Чадев, пробормотав что-то невнятное, произнёс:
– По праву старшего родственника я беспокоюсь…
– Нет, вам наплевать на меня. Вам просто хочется показать своё превосходство, свою мнимую мудрость, осыпав меня ненужными советами! У вас это дурно получается, если я выслушивал вас из-за учтивости к кровным узам, это не значит, что я согласен.

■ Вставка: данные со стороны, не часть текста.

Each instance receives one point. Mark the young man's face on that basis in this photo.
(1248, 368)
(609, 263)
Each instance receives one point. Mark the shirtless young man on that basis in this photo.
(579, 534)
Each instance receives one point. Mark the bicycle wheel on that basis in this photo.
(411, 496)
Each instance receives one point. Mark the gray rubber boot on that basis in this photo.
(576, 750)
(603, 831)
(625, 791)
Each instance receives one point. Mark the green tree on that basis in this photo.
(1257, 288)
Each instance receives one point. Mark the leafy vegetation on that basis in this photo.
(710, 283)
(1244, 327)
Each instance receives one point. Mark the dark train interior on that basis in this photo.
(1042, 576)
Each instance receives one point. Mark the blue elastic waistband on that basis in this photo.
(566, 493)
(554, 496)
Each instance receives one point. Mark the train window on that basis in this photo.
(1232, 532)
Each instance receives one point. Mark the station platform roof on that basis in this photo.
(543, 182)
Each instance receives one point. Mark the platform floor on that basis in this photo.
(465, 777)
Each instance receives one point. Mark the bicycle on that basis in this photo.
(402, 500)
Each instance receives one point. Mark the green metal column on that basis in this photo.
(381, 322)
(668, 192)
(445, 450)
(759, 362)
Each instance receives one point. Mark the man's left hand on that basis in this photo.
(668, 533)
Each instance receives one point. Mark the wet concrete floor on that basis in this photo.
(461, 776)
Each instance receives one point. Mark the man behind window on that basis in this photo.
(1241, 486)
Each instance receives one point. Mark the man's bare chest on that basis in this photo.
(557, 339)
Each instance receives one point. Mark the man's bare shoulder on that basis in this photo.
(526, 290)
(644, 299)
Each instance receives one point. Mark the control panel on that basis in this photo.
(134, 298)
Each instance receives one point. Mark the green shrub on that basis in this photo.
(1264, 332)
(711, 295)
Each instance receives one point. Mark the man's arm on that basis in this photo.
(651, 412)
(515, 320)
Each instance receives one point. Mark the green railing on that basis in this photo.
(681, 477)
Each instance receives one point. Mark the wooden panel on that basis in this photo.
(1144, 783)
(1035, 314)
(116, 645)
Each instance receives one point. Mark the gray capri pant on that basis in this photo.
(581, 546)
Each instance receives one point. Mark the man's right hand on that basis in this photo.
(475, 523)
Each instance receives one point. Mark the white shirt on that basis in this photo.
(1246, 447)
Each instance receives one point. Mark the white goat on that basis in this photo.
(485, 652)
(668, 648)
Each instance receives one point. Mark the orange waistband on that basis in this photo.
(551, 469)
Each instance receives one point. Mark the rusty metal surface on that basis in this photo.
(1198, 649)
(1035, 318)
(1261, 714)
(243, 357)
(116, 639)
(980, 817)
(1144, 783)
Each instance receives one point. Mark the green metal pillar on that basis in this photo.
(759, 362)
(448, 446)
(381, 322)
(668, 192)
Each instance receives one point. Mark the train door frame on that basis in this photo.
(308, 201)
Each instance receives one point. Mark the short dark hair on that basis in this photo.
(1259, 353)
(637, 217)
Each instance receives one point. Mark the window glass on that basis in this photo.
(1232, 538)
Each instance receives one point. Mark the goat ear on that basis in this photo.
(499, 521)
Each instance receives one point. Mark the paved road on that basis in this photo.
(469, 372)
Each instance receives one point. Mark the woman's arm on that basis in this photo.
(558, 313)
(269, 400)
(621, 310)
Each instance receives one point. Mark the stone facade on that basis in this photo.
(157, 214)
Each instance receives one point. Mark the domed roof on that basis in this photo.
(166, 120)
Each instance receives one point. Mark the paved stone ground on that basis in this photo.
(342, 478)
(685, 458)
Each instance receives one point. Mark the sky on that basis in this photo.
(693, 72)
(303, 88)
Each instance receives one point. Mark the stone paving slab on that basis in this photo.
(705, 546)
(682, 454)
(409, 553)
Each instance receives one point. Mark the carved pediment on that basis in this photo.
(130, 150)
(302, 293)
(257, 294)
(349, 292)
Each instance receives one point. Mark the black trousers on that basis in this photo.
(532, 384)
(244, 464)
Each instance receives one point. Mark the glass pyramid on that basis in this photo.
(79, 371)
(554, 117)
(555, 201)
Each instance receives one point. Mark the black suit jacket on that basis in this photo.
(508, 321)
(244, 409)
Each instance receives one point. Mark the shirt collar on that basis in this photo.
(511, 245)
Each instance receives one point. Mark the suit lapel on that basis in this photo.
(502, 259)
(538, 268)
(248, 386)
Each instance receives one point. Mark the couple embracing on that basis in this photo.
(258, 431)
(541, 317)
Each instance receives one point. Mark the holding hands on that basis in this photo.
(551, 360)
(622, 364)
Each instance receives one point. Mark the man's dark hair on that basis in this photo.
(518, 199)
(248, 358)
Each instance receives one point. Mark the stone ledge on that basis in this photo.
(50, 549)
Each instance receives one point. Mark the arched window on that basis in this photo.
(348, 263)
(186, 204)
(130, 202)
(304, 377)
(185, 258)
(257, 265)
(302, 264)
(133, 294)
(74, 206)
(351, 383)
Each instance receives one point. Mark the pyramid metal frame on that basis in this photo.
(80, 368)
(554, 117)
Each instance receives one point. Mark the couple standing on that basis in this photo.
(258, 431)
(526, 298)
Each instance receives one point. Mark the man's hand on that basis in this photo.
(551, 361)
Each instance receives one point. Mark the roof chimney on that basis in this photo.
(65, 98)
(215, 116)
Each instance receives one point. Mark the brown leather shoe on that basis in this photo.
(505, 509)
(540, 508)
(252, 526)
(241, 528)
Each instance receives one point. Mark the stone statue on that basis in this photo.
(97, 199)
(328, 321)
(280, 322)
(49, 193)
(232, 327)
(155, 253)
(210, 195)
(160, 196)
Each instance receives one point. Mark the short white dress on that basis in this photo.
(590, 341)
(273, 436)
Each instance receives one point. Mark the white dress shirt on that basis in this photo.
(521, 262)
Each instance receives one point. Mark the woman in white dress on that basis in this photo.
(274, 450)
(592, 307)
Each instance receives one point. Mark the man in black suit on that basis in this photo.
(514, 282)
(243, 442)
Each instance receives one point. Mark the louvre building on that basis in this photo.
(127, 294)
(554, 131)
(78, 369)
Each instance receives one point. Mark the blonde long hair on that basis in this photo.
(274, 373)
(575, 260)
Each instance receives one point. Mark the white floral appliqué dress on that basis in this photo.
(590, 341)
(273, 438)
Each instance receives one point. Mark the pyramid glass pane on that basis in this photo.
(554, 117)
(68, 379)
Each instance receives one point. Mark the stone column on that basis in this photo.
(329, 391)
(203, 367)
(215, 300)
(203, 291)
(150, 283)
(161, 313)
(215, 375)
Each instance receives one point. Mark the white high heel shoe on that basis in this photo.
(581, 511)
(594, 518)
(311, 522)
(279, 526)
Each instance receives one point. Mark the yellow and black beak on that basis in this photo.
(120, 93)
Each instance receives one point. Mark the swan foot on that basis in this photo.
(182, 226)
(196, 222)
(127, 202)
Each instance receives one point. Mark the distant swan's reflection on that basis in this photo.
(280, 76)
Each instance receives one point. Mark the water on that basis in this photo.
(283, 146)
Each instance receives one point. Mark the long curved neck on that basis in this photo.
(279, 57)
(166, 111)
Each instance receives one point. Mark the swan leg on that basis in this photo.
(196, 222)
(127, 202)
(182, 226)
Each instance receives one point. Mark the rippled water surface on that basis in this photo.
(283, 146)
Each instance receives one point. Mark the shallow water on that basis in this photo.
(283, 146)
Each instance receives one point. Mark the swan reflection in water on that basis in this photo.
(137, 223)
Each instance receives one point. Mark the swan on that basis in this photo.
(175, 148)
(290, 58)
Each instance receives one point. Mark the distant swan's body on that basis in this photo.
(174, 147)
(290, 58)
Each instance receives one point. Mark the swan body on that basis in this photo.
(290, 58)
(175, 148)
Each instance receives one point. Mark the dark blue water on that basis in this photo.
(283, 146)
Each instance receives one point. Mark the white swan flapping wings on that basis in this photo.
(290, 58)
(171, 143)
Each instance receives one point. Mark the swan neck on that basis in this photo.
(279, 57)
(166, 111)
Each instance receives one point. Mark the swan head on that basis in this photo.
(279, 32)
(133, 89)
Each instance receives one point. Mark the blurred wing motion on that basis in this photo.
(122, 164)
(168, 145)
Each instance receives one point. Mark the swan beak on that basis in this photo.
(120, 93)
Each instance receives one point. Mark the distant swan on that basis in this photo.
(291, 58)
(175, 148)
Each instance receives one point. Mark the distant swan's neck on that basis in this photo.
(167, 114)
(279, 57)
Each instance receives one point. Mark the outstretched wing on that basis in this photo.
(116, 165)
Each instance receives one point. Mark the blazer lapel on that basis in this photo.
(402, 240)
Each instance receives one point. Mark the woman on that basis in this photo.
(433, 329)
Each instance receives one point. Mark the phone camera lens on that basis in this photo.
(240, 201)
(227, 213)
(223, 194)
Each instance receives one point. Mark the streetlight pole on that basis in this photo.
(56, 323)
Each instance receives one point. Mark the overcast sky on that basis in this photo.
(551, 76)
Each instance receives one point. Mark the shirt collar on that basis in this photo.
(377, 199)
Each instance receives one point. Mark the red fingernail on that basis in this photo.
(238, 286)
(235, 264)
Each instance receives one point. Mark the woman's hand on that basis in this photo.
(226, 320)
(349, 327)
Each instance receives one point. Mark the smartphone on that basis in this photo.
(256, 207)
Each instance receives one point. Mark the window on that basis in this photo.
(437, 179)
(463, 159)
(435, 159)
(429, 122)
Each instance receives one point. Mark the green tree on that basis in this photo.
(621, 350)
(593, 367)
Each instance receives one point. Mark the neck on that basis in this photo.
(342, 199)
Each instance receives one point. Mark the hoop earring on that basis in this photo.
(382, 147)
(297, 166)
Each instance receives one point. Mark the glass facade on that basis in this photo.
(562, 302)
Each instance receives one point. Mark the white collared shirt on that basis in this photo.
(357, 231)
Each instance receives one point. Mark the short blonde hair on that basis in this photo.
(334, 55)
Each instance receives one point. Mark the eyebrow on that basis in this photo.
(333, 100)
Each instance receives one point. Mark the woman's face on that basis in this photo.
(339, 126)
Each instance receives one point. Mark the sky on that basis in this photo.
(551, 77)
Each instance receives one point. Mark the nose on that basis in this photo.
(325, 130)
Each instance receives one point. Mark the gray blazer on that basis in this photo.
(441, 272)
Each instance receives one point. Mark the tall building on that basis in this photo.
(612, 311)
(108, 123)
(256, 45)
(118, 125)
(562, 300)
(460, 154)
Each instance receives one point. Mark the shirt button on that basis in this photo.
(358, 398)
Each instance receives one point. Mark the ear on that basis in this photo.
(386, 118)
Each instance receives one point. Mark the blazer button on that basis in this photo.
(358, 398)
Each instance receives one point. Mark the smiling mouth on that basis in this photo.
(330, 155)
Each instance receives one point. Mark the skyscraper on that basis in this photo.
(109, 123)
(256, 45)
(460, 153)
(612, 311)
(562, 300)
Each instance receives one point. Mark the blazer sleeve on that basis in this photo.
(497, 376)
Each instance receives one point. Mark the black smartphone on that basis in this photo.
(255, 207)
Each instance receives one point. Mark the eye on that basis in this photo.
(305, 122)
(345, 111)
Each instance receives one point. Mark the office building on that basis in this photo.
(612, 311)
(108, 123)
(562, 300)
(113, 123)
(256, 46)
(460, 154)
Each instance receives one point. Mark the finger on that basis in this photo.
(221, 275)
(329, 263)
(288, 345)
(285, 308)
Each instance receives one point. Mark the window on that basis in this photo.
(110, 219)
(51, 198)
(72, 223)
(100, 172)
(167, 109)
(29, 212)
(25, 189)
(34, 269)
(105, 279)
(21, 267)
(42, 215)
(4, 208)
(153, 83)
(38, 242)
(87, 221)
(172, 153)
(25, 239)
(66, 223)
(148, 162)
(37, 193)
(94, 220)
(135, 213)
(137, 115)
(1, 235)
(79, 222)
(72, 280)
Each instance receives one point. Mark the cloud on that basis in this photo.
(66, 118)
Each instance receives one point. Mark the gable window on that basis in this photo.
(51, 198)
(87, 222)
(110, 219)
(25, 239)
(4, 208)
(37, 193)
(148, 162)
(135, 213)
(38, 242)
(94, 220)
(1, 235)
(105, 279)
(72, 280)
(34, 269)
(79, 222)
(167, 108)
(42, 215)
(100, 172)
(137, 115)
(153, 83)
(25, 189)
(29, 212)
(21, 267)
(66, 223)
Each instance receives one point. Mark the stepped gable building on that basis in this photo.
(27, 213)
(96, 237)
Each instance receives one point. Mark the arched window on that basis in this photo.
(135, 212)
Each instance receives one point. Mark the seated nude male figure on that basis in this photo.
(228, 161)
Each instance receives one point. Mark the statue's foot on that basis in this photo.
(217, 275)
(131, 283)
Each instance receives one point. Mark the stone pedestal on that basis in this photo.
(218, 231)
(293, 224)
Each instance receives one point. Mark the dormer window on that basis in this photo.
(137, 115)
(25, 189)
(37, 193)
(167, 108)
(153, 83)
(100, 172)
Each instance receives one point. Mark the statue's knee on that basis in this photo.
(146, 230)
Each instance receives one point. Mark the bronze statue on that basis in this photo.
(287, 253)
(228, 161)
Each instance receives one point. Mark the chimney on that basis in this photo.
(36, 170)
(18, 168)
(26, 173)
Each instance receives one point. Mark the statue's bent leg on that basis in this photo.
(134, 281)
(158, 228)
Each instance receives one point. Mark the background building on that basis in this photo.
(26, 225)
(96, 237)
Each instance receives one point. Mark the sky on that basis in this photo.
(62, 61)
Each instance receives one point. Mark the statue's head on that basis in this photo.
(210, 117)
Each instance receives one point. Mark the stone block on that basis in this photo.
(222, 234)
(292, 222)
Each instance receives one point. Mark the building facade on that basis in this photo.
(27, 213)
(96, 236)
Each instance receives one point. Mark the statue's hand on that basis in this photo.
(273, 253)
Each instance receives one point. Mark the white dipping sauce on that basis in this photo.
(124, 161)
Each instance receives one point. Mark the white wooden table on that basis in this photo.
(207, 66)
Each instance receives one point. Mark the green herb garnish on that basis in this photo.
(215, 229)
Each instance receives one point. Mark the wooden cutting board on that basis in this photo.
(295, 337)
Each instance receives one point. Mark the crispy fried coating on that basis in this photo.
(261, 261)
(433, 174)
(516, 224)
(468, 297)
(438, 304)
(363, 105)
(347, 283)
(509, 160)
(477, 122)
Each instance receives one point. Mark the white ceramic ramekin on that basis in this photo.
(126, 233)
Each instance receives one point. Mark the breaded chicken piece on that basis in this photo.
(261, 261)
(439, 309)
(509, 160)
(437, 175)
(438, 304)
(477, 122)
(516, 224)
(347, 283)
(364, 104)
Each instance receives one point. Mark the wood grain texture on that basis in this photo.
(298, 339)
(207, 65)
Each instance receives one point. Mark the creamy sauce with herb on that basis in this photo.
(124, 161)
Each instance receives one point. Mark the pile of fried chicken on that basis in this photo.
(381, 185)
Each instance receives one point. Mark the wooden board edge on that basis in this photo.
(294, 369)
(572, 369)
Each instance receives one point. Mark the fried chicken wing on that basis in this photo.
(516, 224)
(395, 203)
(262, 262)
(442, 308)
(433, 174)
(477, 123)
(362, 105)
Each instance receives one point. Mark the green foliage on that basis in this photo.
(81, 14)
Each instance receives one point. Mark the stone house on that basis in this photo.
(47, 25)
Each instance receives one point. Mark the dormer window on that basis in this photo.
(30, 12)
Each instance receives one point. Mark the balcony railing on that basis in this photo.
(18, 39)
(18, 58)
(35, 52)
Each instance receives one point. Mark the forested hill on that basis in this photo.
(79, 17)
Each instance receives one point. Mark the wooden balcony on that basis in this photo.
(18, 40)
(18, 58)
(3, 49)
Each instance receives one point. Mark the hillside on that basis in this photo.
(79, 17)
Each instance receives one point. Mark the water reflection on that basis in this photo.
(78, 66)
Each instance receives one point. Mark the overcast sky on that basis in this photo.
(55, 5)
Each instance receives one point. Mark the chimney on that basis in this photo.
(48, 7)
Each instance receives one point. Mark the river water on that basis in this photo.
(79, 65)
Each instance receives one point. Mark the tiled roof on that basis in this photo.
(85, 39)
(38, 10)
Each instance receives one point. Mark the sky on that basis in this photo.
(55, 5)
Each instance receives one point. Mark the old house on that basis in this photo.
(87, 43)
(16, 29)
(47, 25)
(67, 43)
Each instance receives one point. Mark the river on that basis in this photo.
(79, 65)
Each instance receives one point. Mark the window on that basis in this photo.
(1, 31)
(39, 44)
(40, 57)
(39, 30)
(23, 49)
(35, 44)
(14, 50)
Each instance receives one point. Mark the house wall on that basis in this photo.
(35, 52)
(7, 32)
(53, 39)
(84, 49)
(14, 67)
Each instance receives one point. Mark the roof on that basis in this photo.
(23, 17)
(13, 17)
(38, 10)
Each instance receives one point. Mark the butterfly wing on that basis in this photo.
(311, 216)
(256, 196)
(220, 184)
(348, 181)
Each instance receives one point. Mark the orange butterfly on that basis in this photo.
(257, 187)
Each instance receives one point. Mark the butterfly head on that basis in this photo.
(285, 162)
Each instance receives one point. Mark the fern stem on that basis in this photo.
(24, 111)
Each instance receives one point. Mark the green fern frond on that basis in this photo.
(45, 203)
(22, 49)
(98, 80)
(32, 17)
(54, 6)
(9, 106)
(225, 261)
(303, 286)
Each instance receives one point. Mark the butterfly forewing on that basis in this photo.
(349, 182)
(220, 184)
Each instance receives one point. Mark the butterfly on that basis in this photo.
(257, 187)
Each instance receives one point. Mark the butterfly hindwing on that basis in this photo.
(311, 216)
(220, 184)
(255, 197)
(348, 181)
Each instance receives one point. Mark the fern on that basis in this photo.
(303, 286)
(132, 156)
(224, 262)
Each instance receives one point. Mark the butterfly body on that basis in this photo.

Отныне прошу вас держаться от меня подальше, если не хотите быть посланным ко всем чертям! Простите, Вербин, что я позволил себе подобную резкость в вашем доме, но я устал… Надеюсь, мой родственник не утомит вас советами, как нужно вести следствие.
С этими словами Соколовский вышел из гостиной.
Чадев виновато пожал плечами.
– Мой родственник очень подавлен, я не сержусь на него, – произнёс он добродушно, – и я очень обеспокоен за его дальнейшую судьбу…
Я молча слушал вкрадчивые слова собеседника. Неужели Соколовский не приукрасил, и меня ждут советы по ведению следствия?
– Меня беспокоит этот странный нелюдимый Ильинский, что он замышляет? Я не сведущ в делах мистических, но такие люди особенно опасны… Об этом размышляли ещё философы античности…
– Пока у меня нет оснований обвинять Ильинского и снимать подозрения с остальных, – ответил я.
Собеседник понимающе закивал.
– И мне очень жаль, что родственник принял мою заботу за навязчивость, – добавил он грустно.
– Меня также беспокоит эксцентричная барышня, спутница Ильинского, – продолжал Чадев, – вернее, я обеспокоен за её судьбу… Люди подобные Ильинскому безжалостны даже к очаровательным юным барышням…
Отчасти Соколовский оказался прав. Мой собеседник мнил себя знатоком человеческих душ, способным предугадать их поступки.
– Тётушка что-то узнала, но не могла понять насколько опасны её знания, – продолжал Чадев, – возможно, об этом упомянул сын, который тоже не понимал важности своих слов… Мой бедный кузен может погибнуть…
Самодовольная болтовня собеседника утомляла меня, я начал понимать раздражение Соколовского. У самого возникли мысли послать умника ко всем чертям.
– Не могу понять, как столь милая талантливая барышня стала спутницей чудовища Ильинского. Говорят, он ездил с нею ночью на берег Новой канавы – ужасно! – продолжал Чадев.
Неужели наш "учитель" проникся склонностью к Диане Ориновой? Удивительно, что его не смутили манеры этой особы?
– Я готов спасти барышню из лап злодея! – вдруг воскликнул Чадев.
– Любопытно, как вы собираетесь спасать мадемуазель Оринову? – удивился я. – Не думаю, что барышня выслушает ваши советы…
– Буду настойчив, – твёрдо произнёс Чадев. – Знаю, вы не воспринимаете мои слова всерьёз. У незнатной особы должен быть честный бескорыстный покровитель.
Меня поразила подобная наивность. Неужто собеседник вообразил себя героем бульварного романа? А может его намерения не столь бескорыстны, учитывая привлекательную внешность Дианы Ориновой? Слово "покровитель" можно толковать двояко.